Today’s inspirational insight: We are asked to practice love and not unselfishness.

In public/motivational speaking lessons, we are encouraged to always be less negative while portraying negative messages or information. This does not reduce the negativity or the exact meaning of the information, but alters the perception of the message to the audience (I mean, audience may not severely get the deeper negativity in the speech). This is so helpful. Well, let me explain; For example, if you are asked to talk about someone or something that is bad, it is better to say, “it is not good” rather than saying, ‘it is bad’. ‘It is bad’ and ‘it is not good’ sound differently, but carry the same meaning. Remember, audience will finally act on the information depending on their perception and believe me, people exposed differently to the above two sentences will automatically have different perceptions.

In our insight today, we want to look at how the virtue of unselfishness or self-denial may mimic the works of the virtue of love and in the end bring no rewards of Joy. For those who read my writings, we all know that our joy, our delight and happiness is the true worship of our God (In other words, God is only glorified if we find delight, joy and happiness in Him, not if we suffer, cry, and get pain for Him).
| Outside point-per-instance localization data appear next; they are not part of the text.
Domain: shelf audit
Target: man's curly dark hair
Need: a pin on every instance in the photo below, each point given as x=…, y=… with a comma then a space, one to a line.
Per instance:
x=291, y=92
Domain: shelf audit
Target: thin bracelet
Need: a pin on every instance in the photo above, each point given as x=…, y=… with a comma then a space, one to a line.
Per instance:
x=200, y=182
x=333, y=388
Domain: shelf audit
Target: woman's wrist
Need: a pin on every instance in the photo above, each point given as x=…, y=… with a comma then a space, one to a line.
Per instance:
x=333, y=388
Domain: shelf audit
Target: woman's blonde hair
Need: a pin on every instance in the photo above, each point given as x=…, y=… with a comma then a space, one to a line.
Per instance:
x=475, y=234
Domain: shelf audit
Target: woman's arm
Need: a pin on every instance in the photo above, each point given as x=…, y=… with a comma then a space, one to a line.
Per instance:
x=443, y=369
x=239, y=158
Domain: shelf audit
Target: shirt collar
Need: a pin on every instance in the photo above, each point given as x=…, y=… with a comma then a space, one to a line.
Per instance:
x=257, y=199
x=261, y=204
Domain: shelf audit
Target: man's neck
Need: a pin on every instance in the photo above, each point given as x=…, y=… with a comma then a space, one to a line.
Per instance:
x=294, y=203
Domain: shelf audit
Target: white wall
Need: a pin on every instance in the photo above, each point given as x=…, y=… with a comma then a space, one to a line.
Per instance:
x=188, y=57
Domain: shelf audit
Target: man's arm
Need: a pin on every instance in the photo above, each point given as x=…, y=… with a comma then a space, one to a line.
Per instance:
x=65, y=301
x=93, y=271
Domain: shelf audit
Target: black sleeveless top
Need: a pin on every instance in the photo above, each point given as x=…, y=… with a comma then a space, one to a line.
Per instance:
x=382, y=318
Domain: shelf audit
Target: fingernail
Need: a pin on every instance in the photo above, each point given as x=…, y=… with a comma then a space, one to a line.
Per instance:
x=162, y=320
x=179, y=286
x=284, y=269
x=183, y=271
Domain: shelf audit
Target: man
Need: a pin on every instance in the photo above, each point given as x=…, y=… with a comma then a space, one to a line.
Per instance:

Back to our point, unselfishness is the deeper negativity here and love is the deeper positivism. While the person practicing unselfishness is ultimately practicing some works of love, the person practicing love is far more ahead doing all the works of faith in their completion. What am I saying?

C. S Lewis in the sermon, the weight of glory, says something of our message today, “The negative ideal of Unselfishness carries with it the suggestion not primarily of securing good things for others, but of going without them ourselves, as if our abstinence and not their happiness was the important point”. In other words, when we embark on being unselfish, we do not care about the happiness of others as long as we are suffering the pain, we think we are paying the cost by ‘not having’ (unselfish) yet this can only be complete if our ‘not having’ results in some kind of joy and happiness to others and ourselves. For example, a person fasting and praying may think he is doing a good sacrifice and thus a good virtue in itself, but does that pain make sense if it cannot bring success to another being? No.
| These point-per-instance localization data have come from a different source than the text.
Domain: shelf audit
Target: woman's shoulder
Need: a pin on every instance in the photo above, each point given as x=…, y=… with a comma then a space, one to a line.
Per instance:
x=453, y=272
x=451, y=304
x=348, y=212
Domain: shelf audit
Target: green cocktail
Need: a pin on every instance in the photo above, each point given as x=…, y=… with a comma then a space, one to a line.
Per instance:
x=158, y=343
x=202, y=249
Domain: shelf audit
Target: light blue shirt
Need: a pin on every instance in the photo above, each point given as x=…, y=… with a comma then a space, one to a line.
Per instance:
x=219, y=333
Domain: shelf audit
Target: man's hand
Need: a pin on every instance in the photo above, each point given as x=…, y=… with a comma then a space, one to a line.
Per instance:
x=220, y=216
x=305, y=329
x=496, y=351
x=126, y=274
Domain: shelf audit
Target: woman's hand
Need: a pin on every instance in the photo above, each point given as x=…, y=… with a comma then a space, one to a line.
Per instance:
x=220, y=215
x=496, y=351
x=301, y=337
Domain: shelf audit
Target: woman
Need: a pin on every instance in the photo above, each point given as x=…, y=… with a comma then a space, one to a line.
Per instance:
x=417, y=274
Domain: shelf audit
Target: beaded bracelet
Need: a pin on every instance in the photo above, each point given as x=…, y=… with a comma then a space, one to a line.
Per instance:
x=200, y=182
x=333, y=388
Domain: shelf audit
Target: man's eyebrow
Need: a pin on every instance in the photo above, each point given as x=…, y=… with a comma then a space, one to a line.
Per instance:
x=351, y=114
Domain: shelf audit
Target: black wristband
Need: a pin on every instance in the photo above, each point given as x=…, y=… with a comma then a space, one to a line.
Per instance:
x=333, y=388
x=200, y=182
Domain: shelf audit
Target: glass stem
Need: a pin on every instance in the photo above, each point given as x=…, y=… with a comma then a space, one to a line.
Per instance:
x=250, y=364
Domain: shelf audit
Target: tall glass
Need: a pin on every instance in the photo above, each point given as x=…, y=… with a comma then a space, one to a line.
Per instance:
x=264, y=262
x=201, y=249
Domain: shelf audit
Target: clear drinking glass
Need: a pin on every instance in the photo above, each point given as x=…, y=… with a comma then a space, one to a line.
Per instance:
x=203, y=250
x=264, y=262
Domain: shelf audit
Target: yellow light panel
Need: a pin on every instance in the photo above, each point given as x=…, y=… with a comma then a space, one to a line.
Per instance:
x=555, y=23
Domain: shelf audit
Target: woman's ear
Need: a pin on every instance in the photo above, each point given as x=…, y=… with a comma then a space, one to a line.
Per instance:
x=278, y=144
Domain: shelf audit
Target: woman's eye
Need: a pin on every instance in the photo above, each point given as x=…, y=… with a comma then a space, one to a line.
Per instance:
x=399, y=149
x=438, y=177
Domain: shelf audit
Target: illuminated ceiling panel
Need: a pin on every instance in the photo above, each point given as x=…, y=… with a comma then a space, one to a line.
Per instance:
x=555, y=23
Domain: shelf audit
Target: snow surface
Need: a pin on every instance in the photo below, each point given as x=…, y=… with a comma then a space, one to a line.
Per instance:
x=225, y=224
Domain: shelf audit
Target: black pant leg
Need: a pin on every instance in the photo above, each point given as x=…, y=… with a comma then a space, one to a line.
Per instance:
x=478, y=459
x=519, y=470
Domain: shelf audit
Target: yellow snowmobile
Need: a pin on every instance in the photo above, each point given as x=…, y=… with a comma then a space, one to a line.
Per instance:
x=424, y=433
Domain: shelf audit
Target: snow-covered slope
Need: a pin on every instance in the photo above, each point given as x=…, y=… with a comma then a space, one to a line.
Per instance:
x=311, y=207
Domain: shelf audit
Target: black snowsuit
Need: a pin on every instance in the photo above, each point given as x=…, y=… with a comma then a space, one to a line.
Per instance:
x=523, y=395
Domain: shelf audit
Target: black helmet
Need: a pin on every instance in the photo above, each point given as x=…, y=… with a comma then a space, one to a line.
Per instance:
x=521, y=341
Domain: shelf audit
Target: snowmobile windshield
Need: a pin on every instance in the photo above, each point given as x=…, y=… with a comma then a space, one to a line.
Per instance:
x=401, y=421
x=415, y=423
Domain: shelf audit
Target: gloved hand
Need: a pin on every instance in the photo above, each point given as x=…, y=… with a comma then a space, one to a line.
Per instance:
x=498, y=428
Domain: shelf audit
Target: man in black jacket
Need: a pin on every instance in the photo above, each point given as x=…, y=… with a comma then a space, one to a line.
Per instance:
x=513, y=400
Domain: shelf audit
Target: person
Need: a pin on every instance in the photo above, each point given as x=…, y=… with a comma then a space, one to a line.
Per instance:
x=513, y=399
So the concept of unselfishness is more misleading. God’s message is not about your abstinence and self-denial, the message is love. Your self-denial or sacrifice is not a virtue in itself, it is only complete if it leads to something else, to joy and happiness. So we should not tell people to make sacrifices, feel pain and self-deny themselves pleasure as a way of pleasing God, that is not enough. It is enough and complete if our self-denial and sacrifice leads to something much better, bringing us much happiness and relief of pain. John Piper cites C.S Lewis again, “The New Testament has lots to say about self denial, but not about self-denial as an end in itself. We are told to deny ourselves and to take up our crosses in order that we may follow Christ; and nearly every description of what we shall ultimately find if we do so contains an appeal to desire”

What is the point today? Unselfishness is not what we are told to do, but love. We are not to deny ourselves any pleasure or happiness or treasure as a means of showing devotion to God, this can only make sense if it ends up in something else, in us being more happier and joyful than before. In other words, when we punish ourselves by not eating, by not dancing, or avoiding sex, we do not glorify God, He does not buy our pain and sacrifices, He buys our happiness and delight in Him. So be careful with pastors and advisers who encourage you to live a life of self-denial, sacrifice and dryness with no pleasures and luxuries, that is not a pay that God looks at, it can only matter if doing so brings you more pleasure, luxury, joy, and happiness than before. It is not ‘i do not care about him or her, what I know is that I myself do not have it’ (unselfishness), it is ‘i care that she does not have it or she gets it as long as she would be happier than before’. That is the power of grace over the observance of law.